Selanjutnya, Ahli Kunci meneruskan nasihatnya. “Tidak peduli apa pun pekerjaan kita, moral dan etika profesional harus dijunjung tinggi. Tanpa moral dan etika, maka seorang ahli kunci bisa dengan mudah beralih profesi menjadi seorang pencuri. Kalian mengerti?”

Mendengar hal itu, murid pertama mengangguk-anggukkan kepala. Dia menyadari letak kesalahannya. Dia juga bersyukur telah mendapat satu lagi pelajaran moral yang sangat berharga sebelum terjun ke tengah-tengah masyarakat. Walaupun kecewa karena dirinya tidak bisa menjadi pewaris ilmu tertinggi yang dimiliki gurunya, murid pertama merasa tetap mendapatkan sebuah ilmu yang berharga sekali: ilmu mengenai moral dan etika profesional. Sejak saat itu, murid pertama berjanji pada diri sendiri, kelak dalam menjalankan profesinya, ia akan menjadi seorang ahli kunci profesional yang menjunjung tinggi moralitas dan etika profesi.

Dear Readers,

Seperti cerita di atas, kita sebagai seorang profesional di bidang apa pun, harus mampu melakukan tugas dan pekerjaan sesuai dengan lingkup profesionalisme kita.
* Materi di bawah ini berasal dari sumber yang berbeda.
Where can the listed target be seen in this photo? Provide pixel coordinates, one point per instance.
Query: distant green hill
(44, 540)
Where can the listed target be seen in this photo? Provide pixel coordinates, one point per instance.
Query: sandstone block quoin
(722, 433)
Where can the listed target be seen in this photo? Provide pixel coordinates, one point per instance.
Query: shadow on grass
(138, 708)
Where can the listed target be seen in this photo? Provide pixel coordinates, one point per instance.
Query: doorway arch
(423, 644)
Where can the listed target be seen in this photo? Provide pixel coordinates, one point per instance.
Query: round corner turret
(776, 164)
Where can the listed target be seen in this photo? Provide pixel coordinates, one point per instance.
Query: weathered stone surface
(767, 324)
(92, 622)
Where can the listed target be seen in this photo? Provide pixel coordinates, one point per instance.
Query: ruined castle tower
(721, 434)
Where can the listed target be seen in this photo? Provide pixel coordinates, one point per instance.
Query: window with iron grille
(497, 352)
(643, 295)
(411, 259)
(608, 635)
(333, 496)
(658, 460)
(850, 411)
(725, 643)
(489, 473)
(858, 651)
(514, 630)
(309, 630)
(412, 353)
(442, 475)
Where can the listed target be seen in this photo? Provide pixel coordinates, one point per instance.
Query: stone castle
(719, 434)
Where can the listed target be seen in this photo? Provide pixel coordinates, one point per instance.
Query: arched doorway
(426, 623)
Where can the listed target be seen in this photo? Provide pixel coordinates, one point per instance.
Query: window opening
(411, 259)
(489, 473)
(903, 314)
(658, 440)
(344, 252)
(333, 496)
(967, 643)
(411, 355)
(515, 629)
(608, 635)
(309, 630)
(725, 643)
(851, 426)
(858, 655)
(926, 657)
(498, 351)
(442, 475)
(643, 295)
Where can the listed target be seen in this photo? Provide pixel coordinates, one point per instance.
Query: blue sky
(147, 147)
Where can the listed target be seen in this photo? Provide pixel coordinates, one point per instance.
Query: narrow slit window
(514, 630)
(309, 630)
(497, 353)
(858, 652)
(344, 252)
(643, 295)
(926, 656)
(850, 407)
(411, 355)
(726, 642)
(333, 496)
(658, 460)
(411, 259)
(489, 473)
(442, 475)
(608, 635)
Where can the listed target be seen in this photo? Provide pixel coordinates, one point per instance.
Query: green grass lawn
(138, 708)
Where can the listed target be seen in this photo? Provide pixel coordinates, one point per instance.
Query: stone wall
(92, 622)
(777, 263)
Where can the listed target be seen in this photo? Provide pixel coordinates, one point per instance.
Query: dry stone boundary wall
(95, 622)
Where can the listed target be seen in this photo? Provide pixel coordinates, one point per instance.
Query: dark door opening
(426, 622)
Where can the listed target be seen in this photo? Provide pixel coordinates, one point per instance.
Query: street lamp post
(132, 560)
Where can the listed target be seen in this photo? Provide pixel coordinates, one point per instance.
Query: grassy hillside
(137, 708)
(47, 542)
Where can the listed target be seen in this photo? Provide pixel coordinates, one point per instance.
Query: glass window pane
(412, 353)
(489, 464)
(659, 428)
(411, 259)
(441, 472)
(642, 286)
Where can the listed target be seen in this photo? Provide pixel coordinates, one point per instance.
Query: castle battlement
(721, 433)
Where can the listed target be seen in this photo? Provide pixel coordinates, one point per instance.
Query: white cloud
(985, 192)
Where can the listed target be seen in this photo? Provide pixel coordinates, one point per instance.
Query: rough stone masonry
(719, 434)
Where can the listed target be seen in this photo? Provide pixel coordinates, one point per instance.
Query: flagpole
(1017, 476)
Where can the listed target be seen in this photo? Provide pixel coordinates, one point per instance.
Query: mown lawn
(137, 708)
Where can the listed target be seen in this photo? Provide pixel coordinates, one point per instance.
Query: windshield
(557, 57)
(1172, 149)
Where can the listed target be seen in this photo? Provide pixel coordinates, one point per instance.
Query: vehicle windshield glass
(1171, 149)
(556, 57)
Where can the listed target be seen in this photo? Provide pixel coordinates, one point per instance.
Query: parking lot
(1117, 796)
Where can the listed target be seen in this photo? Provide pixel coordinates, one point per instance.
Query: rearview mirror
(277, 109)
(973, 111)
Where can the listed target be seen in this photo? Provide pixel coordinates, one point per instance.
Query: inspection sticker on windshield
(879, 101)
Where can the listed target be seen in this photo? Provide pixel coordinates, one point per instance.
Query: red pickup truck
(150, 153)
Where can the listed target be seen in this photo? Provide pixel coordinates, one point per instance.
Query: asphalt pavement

Jika tidak mengerti fungsi dan tanggung jawab sebagai seorang profesional dengan benar, apalagi tidak memiliki etika dan moral, kita akan mudah terperosok kepada kesalahan-kesalahan saat bekerja—sekarang atau nanti. Jika tidak tegas dalam mengontrol atau mengendalikan godaan pikiran negatif, kita pun akan mudah terjurumus dalam pelanggaran-pelanggaran yang dapat mendatangkan akibat fatal bagi karir dan masa depan kita.

Dalam perjalanan hidup saya sebagai motivator dan pengusaha, saya sering mendapati betapa banyak orang-orang pandai, cerdas, berbakat, bersemangat, dan berprestasi, tetapi akhirnya jatuh gara-gara mereka tidak memperhatikan masalah etika dan moral. Ini sungguh menyedihkan. Betapa karier dan keberhasilan yang dirintis sekian lama, akhirnya rontok oleh ketidakwaspadaan dan kurangnya pengendalian diri.

Sebaliknya, saya juga sering menemukan betapa orang-orang yang kemampuannya biasa saja, tetapi karena mampu menjalankan profesionalisme secara etis dan bermoral secara bersamaan, prestasi mereka akhirnya melejit dan meraih kesuksesan.

Kalau kita dapat menjalankan etika dan moralitas secara sinergis dalam profesi, maka akan terbangun kepercayaan terhadap kinerja kita. Saya berani mengatakan, kepercayaan adalah “mata uang” yang berlaku di mana-mana. Bahkan lebih dari itu, kepercayaan adalah “daya ungkit” yang bisa menjadi pemacu karir maupun kesuksesan kita. Mari, raih kepercayaan dari semua pihak dengan cara menjalankan profesi masing-masing secara etis dan bermoral.